Zamanın Kapıları’nı pandemi sürecinde hepimizin eve kapandığı dönemde yazdım. En başta bir aşk romanı yazmak istemiştim ama kalemim beni çok farklı bir noktaya sürükledi. Bunda belki de uzun yılar iş dünyasında uluslararası bir firmada çalıştıktan sonra pandeminin başında işten ayrılmam da etkili oldu. Roman, Maslak Yedikule arasında geçiyor. Beyaz yakalı olarak çalışırken pek çok üst düzey yöneticiyle tanışma ve iş yapma fırsatım oldu. Onların toplum içindeki parlak duruşlarının arkasındaki karanlık koridorlara defalarca şahit oldum. İçlerinde toplumun tanıdığı isimler de var. En başta sosyal medyadaki o cafcaflı duruşların aslında gerçek olmadığını görmek beni şaşırtmıştı. Sonra bu yaşadıklarımı, deneyimlerimi kurgulayarak yazdığım romanda anlatmaya çalıştım.

“İstanbul tarihi ile yakından ilgilendim”

İstanbul'un mimari yapıları ve mekanları hikayelerinizde ne tür bir rol oynuyor?

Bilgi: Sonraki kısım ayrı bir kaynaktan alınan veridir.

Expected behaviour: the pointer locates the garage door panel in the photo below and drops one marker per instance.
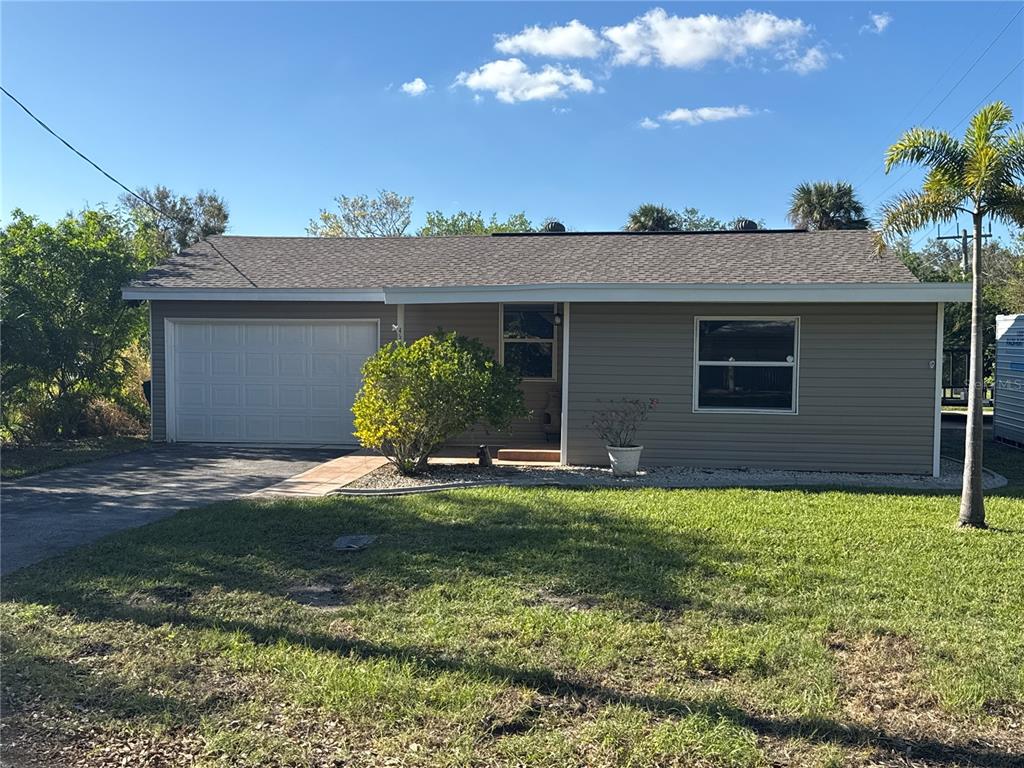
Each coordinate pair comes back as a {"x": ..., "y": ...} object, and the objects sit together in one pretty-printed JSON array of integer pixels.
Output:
[
  {"x": 237, "y": 381},
  {"x": 225, "y": 336},
  {"x": 292, "y": 396},
  {"x": 190, "y": 364},
  {"x": 328, "y": 337},
  {"x": 328, "y": 398},
  {"x": 225, "y": 364},
  {"x": 259, "y": 428},
  {"x": 292, "y": 366},
  {"x": 361, "y": 338},
  {"x": 259, "y": 395},
  {"x": 259, "y": 334},
  {"x": 293, "y": 337},
  {"x": 190, "y": 335},
  {"x": 329, "y": 430},
  {"x": 225, "y": 395},
  {"x": 192, "y": 395},
  {"x": 225, "y": 427},
  {"x": 324, "y": 365},
  {"x": 259, "y": 364},
  {"x": 190, "y": 427}
]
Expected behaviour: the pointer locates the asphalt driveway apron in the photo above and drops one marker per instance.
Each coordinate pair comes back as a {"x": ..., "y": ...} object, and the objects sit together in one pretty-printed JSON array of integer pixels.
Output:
[{"x": 45, "y": 514}]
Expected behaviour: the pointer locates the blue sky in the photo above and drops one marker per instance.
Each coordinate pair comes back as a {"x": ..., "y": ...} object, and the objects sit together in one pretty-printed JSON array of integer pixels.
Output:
[{"x": 280, "y": 108}]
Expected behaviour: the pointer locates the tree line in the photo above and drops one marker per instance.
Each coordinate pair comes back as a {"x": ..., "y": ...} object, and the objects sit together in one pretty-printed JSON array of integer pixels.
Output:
[
  {"x": 73, "y": 353},
  {"x": 818, "y": 205}
]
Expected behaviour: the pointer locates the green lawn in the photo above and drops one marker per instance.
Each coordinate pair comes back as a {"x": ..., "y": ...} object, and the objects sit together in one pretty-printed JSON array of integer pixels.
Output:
[
  {"x": 531, "y": 627},
  {"x": 18, "y": 461}
]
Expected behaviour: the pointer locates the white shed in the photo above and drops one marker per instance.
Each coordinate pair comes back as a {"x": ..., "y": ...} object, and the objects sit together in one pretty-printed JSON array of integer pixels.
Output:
[{"x": 1008, "y": 419}]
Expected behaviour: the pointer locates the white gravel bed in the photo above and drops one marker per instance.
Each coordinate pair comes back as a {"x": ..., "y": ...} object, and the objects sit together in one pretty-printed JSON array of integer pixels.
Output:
[{"x": 438, "y": 476}]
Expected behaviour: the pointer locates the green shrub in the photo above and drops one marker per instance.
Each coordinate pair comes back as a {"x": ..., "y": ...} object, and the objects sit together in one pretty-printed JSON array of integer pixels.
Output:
[
  {"x": 68, "y": 336},
  {"x": 417, "y": 396}
]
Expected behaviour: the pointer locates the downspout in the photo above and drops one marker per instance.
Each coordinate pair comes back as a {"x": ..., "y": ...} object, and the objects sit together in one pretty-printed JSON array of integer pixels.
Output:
[{"x": 564, "y": 443}]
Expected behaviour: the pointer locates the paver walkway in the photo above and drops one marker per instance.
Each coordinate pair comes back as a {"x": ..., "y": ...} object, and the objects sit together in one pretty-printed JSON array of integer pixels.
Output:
[{"x": 329, "y": 476}]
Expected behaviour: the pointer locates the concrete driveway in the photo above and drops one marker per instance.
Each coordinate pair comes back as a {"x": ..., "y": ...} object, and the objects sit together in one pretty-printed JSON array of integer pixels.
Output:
[{"x": 45, "y": 514}]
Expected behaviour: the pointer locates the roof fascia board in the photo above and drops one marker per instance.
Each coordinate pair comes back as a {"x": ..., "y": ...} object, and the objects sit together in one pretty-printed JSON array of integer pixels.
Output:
[
  {"x": 139, "y": 293},
  {"x": 861, "y": 292}
]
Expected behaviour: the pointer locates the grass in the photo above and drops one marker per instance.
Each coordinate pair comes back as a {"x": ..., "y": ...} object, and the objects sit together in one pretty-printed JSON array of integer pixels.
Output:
[
  {"x": 20, "y": 461},
  {"x": 531, "y": 627}
]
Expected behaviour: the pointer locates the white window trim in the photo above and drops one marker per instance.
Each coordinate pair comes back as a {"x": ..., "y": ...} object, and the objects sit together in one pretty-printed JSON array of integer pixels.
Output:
[
  {"x": 554, "y": 340},
  {"x": 795, "y": 411}
]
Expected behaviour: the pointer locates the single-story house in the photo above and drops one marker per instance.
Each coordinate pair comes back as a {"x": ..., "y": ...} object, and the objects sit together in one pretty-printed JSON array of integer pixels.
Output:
[{"x": 768, "y": 348}]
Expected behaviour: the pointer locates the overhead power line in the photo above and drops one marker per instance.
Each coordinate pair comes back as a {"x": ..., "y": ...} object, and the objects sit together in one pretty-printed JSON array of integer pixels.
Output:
[
  {"x": 970, "y": 113},
  {"x": 949, "y": 92},
  {"x": 975, "y": 64},
  {"x": 130, "y": 192}
]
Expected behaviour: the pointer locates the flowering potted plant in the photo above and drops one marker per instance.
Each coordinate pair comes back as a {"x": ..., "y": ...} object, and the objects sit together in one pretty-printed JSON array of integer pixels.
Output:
[{"x": 616, "y": 425}]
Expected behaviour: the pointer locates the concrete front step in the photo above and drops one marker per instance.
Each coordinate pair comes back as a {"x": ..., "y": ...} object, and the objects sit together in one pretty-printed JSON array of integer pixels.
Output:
[{"x": 528, "y": 455}]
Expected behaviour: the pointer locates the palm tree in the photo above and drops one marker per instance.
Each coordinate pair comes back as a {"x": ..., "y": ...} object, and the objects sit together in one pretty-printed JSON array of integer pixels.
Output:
[
  {"x": 826, "y": 205},
  {"x": 653, "y": 218},
  {"x": 981, "y": 175}
]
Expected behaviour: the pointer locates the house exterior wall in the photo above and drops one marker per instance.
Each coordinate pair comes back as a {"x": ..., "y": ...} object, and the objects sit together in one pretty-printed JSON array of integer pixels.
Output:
[
  {"x": 159, "y": 310},
  {"x": 865, "y": 393}
]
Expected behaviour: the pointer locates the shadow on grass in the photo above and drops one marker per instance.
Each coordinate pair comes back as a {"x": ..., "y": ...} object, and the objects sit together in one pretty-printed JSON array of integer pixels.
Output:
[
  {"x": 577, "y": 549},
  {"x": 543, "y": 681}
]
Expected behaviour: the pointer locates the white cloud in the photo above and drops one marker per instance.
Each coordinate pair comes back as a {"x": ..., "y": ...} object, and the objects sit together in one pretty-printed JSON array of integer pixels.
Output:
[
  {"x": 878, "y": 24},
  {"x": 692, "y": 41},
  {"x": 574, "y": 40},
  {"x": 415, "y": 87},
  {"x": 811, "y": 60},
  {"x": 704, "y": 115},
  {"x": 511, "y": 81}
]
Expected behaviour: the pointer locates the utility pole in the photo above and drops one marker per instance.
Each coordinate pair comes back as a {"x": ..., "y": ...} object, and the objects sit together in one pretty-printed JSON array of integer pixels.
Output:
[{"x": 965, "y": 239}]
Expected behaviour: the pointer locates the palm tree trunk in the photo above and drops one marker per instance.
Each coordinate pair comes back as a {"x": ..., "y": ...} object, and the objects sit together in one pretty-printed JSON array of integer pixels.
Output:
[{"x": 972, "y": 501}]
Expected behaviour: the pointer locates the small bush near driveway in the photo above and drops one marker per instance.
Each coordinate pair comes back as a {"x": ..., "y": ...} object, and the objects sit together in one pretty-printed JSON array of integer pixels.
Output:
[{"x": 416, "y": 397}]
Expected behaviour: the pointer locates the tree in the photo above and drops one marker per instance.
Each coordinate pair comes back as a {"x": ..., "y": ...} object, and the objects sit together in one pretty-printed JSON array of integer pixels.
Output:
[
  {"x": 415, "y": 397},
  {"x": 467, "y": 222},
  {"x": 653, "y": 218},
  {"x": 387, "y": 215},
  {"x": 979, "y": 175},
  {"x": 691, "y": 220},
  {"x": 187, "y": 221},
  {"x": 66, "y": 328},
  {"x": 826, "y": 205},
  {"x": 940, "y": 262}
]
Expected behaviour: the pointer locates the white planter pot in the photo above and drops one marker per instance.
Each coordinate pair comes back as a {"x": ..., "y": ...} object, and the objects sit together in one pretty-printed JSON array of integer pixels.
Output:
[{"x": 624, "y": 461}]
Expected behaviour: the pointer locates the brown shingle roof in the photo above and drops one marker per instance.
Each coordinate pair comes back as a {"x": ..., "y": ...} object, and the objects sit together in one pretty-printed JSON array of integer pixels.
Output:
[{"x": 760, "y": 257}]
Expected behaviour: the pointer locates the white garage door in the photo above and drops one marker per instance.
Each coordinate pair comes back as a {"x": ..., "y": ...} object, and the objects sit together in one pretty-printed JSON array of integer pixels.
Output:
[{"x": 280, "y": 381}]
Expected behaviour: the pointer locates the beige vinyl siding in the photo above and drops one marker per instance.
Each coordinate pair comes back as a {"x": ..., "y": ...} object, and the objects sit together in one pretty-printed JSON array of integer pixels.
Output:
[
  {"x": 866, "y": 387},
  {"x": 159, "y": 310},
  {"x": 481, "y": 322}
]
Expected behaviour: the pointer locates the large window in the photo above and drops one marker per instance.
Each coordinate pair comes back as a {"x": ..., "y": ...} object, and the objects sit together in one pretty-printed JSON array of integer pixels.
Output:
[
  {"x": 747, "y": 364},
  {"x": 528, "y": 339}
]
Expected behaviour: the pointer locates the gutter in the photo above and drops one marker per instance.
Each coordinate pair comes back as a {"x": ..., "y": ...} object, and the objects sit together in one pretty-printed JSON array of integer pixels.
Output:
[{"x": 586, "y": 292}]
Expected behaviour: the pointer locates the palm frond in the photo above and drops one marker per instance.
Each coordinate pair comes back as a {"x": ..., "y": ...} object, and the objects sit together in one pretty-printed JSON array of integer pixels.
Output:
[
  {"x": 1007, "y": 205},
  {"x": 910, "y": 211},
  {"x": 926, "y": 146},
  {"x": 986, "y": 126},
  {"x": 1014, "y": 151}
]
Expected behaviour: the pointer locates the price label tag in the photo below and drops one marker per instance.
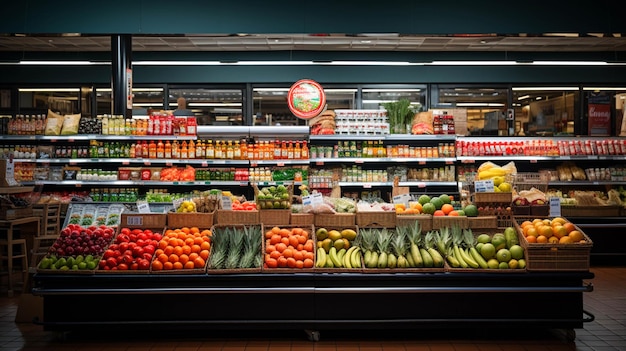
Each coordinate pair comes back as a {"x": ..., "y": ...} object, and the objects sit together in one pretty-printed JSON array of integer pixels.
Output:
[
  {"x": 227, "y": 203},
  {"x": 143, "y": 207},
  {"x": 555, "y": 207},
  {"x": 402, "y": 199},
  {"x": 316, "y": 199},
  {"x": 177, "y": 202},
  {"x": 483, "y": 186}
]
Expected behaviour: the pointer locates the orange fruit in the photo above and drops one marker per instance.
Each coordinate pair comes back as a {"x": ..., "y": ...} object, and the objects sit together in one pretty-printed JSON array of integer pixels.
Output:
[
  {"x": 565, "y": 240},
  {"x": 570, "y": 227},
  {"x": 559, "y": 231},
  {"x": 576, "y": 236},
  {"x": 546, "y": 231},
  {"x": 447, "y": 208},
  {"x": 157, "y": 265}
]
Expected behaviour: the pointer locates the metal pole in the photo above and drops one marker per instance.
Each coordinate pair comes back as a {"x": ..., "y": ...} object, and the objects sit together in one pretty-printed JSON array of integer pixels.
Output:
[{"x": 121, "y": 64}]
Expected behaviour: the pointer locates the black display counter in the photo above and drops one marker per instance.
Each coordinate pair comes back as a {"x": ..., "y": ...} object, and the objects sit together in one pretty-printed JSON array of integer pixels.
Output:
[{"x": 315, "y": 301}]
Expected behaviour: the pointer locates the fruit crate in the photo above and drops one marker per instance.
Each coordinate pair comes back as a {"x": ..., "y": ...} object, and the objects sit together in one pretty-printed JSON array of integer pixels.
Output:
[
  {"x": 302, "y": 219},
  {"x": 270, "y": 231},
  {"x": 482, "y": 222},
  {"x": 334, "y": 219},
  {"x": 216, "y": 228},
  {"x": 275, "y": 217},
  {"x": 159, "y": 230},
  {"x": 449, "y": 221},
  {"x": 143, "y": 220},
  {"x": 340, "y": 229},
  {"x": 426, "y": 221},
  {"x": 493, "y": 198},
  {"x": 189, "y": 219},
  {"x": 556, "y": 257},
  {"x": 491, "y": 232},
  {"x": 237, "y": 217},
  {"x": 376, "y": 219}
]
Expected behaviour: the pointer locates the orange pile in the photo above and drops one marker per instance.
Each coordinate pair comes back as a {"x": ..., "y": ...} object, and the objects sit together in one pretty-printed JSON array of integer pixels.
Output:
[
  {"x": 183, "y": 248},
  {"x": 555, "y": 231},
  {"x": 288, "y": 248}
]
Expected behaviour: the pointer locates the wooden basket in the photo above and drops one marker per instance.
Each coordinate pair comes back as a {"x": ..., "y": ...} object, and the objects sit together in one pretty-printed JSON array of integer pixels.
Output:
[
  {"x": 237, "y": 217},
  {"x": 376, "y": 219},
  {"x": 493, "y": 198},
  {"x": 213, "y": 270},
  {"x": 143, "y": 220},
  {"x": 334, "y": 219},
  {"x": 590, "y": 211},
  {"x": 426, "y": 221},
  {"x": 266, "y": 241},
  {"x": 190, "y": 219},
  {"x": 449, "y": 221},
  {"x": 556, "y": 257},
  {"x": 275, "y": 217},
  {"x": 480, "y": 222},
  {"x": 302, "y": 219}
]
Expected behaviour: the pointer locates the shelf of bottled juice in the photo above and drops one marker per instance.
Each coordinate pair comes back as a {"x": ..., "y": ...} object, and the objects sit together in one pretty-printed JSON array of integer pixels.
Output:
[{"x": 221, "y": 149}]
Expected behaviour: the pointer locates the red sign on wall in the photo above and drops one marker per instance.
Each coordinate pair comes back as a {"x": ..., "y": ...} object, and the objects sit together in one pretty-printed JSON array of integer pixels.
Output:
[{"x": 599, "y": 119}]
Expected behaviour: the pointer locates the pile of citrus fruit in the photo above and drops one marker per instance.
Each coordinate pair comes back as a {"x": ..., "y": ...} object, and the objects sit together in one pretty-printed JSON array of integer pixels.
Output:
[
  {"x": 182, "y": 248},
  {"x": 557, "y": 230}
]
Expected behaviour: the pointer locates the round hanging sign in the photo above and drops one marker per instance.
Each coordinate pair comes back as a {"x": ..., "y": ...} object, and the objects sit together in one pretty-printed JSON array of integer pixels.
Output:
[{"x": 306, "y": 99}]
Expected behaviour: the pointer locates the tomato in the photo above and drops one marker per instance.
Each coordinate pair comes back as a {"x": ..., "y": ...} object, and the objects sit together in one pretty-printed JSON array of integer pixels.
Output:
[{"x": 144, "y": 264}]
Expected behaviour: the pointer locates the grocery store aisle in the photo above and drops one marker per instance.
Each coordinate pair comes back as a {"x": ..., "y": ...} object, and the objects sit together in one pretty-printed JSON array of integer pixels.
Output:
[{"x": 607, "y": 332}]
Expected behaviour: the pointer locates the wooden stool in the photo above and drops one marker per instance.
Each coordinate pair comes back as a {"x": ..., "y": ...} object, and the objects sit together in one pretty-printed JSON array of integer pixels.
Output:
[
  {"x": 10, "y": 242},
  {"x": 49, "y": 231}
]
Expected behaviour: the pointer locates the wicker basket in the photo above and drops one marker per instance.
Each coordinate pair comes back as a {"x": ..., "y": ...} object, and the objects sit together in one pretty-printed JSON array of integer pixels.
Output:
[
  {"x": 302, "y": 219},
  {"x": 449, "y": 221},
  {"x": 275, "y": 217},
  {"x": 237, "y": 217},
  {"x": 376, "y": 219},
  {"x": 334, "y": 219},
  {"x": 591, "y": 211},
  {"x": 426, "y": 221},
  {"x": 556, "y": 257},
  {"x": 143, "y": 220}
]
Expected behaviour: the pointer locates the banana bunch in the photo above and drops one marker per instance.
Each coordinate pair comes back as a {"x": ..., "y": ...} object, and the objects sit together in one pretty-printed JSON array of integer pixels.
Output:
[{"x": 350, "y": 258}]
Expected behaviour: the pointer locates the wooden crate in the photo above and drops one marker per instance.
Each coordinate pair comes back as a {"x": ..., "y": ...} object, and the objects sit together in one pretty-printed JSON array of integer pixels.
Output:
[
  {"x": 143, "y": 220},
  {"x": 493, "y": 198},
  {"x": 191, "y": 219},
  {"x": 482, "y": 222},
  {"x": 556, "y": 257},
  {"x": 376, "y": 219},
  {"x": 449, "y": 221},
  {"x": 334, "y": 219},
  {"x": 302, "y": 219},
  {"x": 237, "y": 217},
  {"x": 426, "y": 221},
  {"x": 275, "y": 217}
]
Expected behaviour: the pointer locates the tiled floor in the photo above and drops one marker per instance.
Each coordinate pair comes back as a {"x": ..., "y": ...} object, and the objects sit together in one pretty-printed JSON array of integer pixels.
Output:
[{"x": 607, "y": 332}]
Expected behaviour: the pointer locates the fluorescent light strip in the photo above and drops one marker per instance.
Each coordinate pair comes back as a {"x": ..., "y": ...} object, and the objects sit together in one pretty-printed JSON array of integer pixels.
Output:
[
  {"x": 479, "y": 104},
  {"x": 604, "y": 88},
  {"x": 543, "y": 88},
  {"x": 50, "y": 90}
]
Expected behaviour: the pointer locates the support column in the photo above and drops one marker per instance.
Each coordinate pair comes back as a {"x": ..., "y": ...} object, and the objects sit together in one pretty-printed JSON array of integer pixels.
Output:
[{"x": 121, "y": 65}]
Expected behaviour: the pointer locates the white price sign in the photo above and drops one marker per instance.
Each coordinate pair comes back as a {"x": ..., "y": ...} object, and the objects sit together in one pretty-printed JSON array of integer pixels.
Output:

Kendimi İstanbullu bir yazar olarak görüyorum. İstanbul’un Antikçağdan buyana oldukça etkileyici ve zaman zaman da gizem dolu bir tarihi var. Yüksek lisanstan sonra arkeoloji ve tarihten çok farklı bir alana yönelip, iş dünyasına atılsam da hep arkeolojiyi takip ettim. Yakından ilgilendiğim konuların başında İstanbul tarihi geliyordu. Günlük hayatta İstanbul’un trafiğinden, yanlış yönde şehirleşmesinden, artan nüfusun getirdiği sıkıntılardan, yitirdiğimiz kültürel miraslardan hep dert yanarız. Ben de zaman zaman bu gruba dahil oluyorum. Yine de kentin tarihini bilince aslında dünyada az sayıda şehrin sahip olduğu büyük bir hazinenin içinde yaşadığımızı biliyorum. Yarımburgaz mağarasını saymazsak kökeni Neolitik çağa/ yaklaşık 8500 yıl öncesine inen bir yerleşim yeri İstanbul. Başakşehir’deki Yarımburgaz mağarası buluntuları ise bizi Paleolitik döneme yani bildiğimiz eski taş çağına kadar götürüyor. Bu kadar muazzam bir kentin tarihi eserleri benim için çok kıymetli. Elimden geldiğince kitaplarımda bu tarihi değerlere, insani birikime ışık tutmak istiyorum.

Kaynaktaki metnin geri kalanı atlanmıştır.